Des enfants venus pour de l’observation se retrouvent dans des postures de chercheurs d’emploi à qui l’on dit qu’il manque des compétences.

Aude Kerivel

Sociologue

Une problématique soulevée par le ministère de l'Éducation sur son site internet, qui indique que “le choix d’orientation des élèves est trop souvent déterminé par leur environnement social, familial et territorial.” Sur ce dernier point, le professeur Victorien Jeantils décrit en effet des élèves limités car dépendants des transports, avec une “difficulté à aller ailleurs” : “Même dans leur démarche, ils se disent ‘je vais aller là parce que c’est dans mon village’, au lieu de chercher un métier à découvrir”, rapporte-t-il. 

La découverte des métiers, via le stage d’observation, est malgré tout considérée par le ministère comme une réponse à “l’enjeu majeur de justice sociale et de réduction des inégalités sociales et territoriales”. 

Une perte de chance

Pourtant, difficultés et discriminations restent majoritairement éprouvées par les élèves issus des milieux populaires et précarisés, notamment dans des établissements en éducation prioritaire REP et REP+. La Champagne-Ardenne compte 30 collèges placés dans ces réseaux : dix dans les Ardennes, huit dans la Marne, sept dans l’Aube et quatre en Haute-Marne. “Selon la configuration sociale des établissements, l’organisation de l’équipe pédagogique autour du stage ne va pas être de même nature”, note Aude Kerivel.

Avec des élèves peu, voire pas accompagnés par leurs proches, la charge revient aux enseignants, dont l’agenda est déjà bien rempli.
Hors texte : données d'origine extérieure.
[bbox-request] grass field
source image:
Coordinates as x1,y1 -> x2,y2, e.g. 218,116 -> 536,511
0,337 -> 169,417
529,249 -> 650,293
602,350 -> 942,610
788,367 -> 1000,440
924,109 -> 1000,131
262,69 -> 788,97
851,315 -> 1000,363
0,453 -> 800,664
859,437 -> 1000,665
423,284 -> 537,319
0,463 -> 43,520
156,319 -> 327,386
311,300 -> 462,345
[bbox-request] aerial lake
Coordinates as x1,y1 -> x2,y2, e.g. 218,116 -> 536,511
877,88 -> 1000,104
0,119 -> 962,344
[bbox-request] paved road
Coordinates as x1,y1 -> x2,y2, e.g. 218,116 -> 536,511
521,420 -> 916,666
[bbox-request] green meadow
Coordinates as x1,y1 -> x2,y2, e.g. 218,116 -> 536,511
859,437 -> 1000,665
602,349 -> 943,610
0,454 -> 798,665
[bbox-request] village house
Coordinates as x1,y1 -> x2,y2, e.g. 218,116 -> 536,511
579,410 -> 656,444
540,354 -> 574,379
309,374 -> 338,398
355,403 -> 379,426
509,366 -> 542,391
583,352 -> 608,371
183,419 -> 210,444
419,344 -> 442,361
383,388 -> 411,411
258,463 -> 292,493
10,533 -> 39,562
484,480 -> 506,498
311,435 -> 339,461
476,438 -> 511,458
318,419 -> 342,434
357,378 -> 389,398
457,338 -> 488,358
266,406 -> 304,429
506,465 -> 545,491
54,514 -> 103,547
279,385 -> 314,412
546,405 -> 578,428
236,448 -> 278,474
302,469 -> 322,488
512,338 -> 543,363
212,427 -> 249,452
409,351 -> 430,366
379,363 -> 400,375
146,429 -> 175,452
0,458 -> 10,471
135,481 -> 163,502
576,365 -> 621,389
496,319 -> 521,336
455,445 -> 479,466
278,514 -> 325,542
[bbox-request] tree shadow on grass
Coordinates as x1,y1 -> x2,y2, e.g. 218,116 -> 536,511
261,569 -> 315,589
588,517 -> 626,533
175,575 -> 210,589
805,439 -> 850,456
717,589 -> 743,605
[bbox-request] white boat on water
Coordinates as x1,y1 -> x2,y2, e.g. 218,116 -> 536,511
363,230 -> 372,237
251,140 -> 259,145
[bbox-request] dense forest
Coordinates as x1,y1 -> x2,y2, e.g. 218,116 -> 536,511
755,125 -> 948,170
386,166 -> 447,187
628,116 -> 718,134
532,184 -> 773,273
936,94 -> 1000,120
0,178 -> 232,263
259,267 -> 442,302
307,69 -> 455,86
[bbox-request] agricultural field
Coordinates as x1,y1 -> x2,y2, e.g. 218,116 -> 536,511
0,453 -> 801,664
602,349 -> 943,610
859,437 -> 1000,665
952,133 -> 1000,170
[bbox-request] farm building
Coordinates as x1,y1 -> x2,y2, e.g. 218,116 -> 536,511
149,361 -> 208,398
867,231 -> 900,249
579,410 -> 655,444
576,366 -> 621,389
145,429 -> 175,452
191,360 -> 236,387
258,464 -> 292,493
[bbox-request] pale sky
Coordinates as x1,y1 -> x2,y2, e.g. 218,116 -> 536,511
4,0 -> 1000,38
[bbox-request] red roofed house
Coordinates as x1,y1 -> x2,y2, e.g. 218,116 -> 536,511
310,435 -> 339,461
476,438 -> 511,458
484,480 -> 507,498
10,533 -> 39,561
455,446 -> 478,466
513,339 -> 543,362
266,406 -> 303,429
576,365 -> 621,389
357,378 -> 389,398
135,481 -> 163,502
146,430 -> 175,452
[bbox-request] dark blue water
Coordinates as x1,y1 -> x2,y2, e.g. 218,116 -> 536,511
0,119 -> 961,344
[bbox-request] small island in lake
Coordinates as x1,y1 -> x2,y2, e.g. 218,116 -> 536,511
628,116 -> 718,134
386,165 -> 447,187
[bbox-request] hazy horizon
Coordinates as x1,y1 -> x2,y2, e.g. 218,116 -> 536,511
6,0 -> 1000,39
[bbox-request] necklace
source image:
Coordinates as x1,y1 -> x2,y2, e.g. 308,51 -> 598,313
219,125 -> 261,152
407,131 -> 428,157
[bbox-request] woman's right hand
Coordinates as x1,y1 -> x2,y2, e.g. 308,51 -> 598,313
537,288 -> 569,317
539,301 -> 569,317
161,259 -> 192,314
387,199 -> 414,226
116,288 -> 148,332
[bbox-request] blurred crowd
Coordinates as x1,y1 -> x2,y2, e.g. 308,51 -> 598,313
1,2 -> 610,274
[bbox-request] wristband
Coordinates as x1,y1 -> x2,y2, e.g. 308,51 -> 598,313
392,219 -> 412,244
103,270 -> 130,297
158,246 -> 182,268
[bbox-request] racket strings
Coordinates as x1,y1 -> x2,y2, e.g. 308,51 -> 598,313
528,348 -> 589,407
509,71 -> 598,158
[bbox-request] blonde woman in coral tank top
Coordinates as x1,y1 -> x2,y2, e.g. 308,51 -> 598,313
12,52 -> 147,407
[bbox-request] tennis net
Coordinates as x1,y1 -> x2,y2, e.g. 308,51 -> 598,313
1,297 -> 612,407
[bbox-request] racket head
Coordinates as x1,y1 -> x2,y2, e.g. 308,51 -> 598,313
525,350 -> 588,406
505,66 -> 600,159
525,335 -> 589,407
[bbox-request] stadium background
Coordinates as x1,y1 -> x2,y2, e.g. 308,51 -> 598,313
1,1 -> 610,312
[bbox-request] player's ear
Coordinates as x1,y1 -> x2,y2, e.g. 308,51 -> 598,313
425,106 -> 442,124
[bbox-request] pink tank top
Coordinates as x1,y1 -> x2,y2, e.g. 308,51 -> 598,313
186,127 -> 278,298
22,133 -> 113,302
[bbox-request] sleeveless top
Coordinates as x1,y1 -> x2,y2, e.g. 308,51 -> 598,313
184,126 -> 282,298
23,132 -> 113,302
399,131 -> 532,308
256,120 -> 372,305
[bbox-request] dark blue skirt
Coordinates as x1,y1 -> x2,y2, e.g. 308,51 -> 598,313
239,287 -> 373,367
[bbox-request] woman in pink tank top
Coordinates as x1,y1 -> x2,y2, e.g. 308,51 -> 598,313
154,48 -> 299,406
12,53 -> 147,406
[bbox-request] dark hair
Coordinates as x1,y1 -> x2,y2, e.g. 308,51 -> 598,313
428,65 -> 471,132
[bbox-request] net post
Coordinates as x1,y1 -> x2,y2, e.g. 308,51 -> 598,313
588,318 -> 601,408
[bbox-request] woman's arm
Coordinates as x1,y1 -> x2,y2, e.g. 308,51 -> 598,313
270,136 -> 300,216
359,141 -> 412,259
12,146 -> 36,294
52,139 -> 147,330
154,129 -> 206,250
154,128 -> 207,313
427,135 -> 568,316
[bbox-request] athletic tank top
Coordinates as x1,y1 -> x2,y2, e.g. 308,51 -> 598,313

Certains collèges travailleront donc sur l’orientation en amont, quand d’autres devront se concentrer sur les éléments de candidature.

De leur côté, le Rectorat et les quatre Directions des services départementaux de l'Education nationale (DSDEN) de l'académie de Reims accueillent évidemment régulièrement des élèves de 3e en fonction des demandes leur parvenant.

Rectorat de l'académie de Reims.

Pour pallier ces lacunes, de nombreuses associations se sont créées et aident à la fois les entreprises et les élèves, mais tous les territoires n’en sont pas pourvus. La plateforme “Mon stage de troisième”, à destination des REP/REP+, permet également une mise en relation, comme le rappelle le rectorat, qui souligne également l'existence du site "Orient'Est", porté par la Région pour être accompagné. 

"De leur côté, le Rectorat et les quatre Directions des services départementaux de l'Education nationale (DSDEN) de l'académie de Reims accueillent évidemment régulièrement des élèves de 3e en fonction des demandes leur parvenant", ajoute le rectorat de l'académie de Reims. 

Depuis 2024, un autre stage en fin de seconde a été instauré pour l’ensemble des élèves de seconde générale et technologique. Mais les enjeux liés à la recherche et au choix du stage y sont exacerbés, avec une rude mise en compétition des élèves, puisque tous doivent effectuer leur stage sur la même période.